Infolge der gesetzlichen Verankerung des Rechts auf eine Zweitmeinung sind vor allem in universitären Zentren die Zweitmeinungsanfragen gestiegen. Die Erstellung einer Expertenmeinung ist mit einem hohen personellen, logistischen und zeitlichen Aufwand verbunden, ohne entsprechende finanzielle Vergütung [16 ]. Hier hat sich in unserer Studie die Einbindung eines Case Managers als hilfreich erwiesen. Er garantierte, dass das die Zweitmeinung erstellende Expertengremium immer eine vollständige Akte vorgelegt bekam, und trug letztlich dazu bei, dass die Zweitmeinung bei 95 von 100 teilnehmenden Patienten innerhalb eines relativ kurzen Zeitraums erstellt werden konnte. Die teilnehmenden Kliniken sahen keine Schwierigkeiten darin, eine qualifizierte Zweitmeinung allein auf der Basis der strukturierten Elektronischen Patientenakte und ohne Gelegenheit, den Patienten persönlich in Augenschein zu nehmen, zu erstellen.
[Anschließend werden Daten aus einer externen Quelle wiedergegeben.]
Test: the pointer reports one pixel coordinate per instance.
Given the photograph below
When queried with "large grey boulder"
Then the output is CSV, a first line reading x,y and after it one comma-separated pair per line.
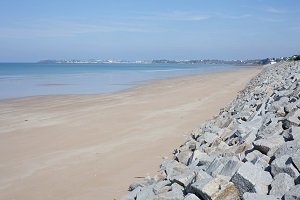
x,y
281,184
250,178
184,178
184,156
174,194
146,193
173,168
255,196
293,117
296,160
215,189
284,164
295,132
265,145
132,194
293,193
287,148
215,167
161,187
230,167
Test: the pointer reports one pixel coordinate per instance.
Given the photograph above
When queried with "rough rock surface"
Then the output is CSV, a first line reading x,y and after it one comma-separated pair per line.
x,y
251,150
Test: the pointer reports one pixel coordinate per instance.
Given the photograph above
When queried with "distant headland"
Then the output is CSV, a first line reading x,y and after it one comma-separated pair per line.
x,y
166,61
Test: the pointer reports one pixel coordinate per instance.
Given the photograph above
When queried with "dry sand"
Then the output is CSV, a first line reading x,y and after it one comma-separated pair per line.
x,y
93,146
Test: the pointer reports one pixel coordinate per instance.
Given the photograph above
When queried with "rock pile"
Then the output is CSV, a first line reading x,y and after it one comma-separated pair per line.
x,y
251,150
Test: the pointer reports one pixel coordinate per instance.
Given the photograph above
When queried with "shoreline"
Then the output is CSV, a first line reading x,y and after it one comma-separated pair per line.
x,y
86,146
134,85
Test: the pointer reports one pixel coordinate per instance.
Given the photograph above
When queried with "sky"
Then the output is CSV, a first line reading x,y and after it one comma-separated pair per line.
x,y
34,30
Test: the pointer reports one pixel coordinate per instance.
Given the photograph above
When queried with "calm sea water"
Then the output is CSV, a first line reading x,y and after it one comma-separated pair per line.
x,y
30,79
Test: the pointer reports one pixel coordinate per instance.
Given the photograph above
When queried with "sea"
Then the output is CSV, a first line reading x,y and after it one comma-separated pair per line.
x,y
35,79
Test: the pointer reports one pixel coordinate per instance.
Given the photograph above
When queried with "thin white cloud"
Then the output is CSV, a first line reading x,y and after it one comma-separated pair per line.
x,y
67,29
234,17
184,16
276,10
172,16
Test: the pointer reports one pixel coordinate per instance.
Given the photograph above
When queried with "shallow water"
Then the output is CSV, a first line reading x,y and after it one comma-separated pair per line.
x,y
30,79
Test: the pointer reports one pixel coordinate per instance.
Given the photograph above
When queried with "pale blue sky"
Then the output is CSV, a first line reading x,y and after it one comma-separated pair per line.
x,y
32,30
Gleichzeitig ist die Akzeptanz des elektronischen Austausches von Gesundheitsdaten auch bei Patienten gestiegen [19 ].
Limitationen
Die Pilotstudie wurde zwischen 2009 und 2011 primär initiiert, um eine Abschätzung der Machbarkeit und des Bedarfs einer onlinebasierten qualifizierten Zweitmeinung bei Patienten mit kolorektalem Karzinom zu erhalten. Die Fallzahl ergab sich damit aus der vorgegebenen Projektdauer. Aufgrund der aktuellen Diskussion zur Zweitmeinung bei Krebserkrankungen wurden die Daten aus dieser Pilotstudie nun auch ausführlicher hinsichtlich ihrer Ergebnisse bezüglich der Abweichung der Zweitmeinung und eines möglichen Einflusses auf die Lebensqualität statistisch analysiert. Limitierende Faktoren der Pilotstudie für diese statistischen Analysen sind sicherlich das Alter der Daten, die geringe Patientenzahl sowie das Fehlen einer Kontrollgruppe. Der hohe Anteil abweichender Zweitmeinungen und folgender Änderungen des Behandlungsregimes kann zum einen an einem hohen Anteil an Patienten liegen, die initial keinem interdisziplinären Tumorboard vorgestellt wurden, und zum anderen daran, dass vor allem unzufriedene Patienten häufiger das Internet für Gesundheitsfragen nutzen [14 ] und so auf diese Studie aufmerksam wurden. Dies war jedoch auch nicht der primäre Fokus der vorliegenden Studie.
Fazit
Das onlinebasierte Einholen einer qualifizierten Zweitmeinung zu einer komplexen Erkrankung wie Darmkrebs durch ein interdisziplinäres Tumorboard ist mithilfe einer strukturierten Elektronischen Patientenakte und mit einem Case Manager technisch und logistisch gut realisierbar. Dies könnte es in Zukunft ermöglichen, Patienten aller Alters- und Bildungsschichten flächendeckend zu erreichen. Die Erstellung einer zweiten Meinung durch ein interdisziplinäres Tumorboard hat einen positiven Einfluss auf die subjektive Gesundheit der Patienten und kann zu einer Verbesserung der Lebensqualität führen. Die Kombination aus onlinebasierter strukturierter EPA und zentraler Anlaufstelle Case Management führt sowohl bei Patienten als auch bei den in den Zweitmeinungskliniken behandelnden Ärzten zu großer Zufriedenheit hinsichtlich Logistik, Akzeptanz und Zeitraum bis zur Erstellung der Zweitmeinung.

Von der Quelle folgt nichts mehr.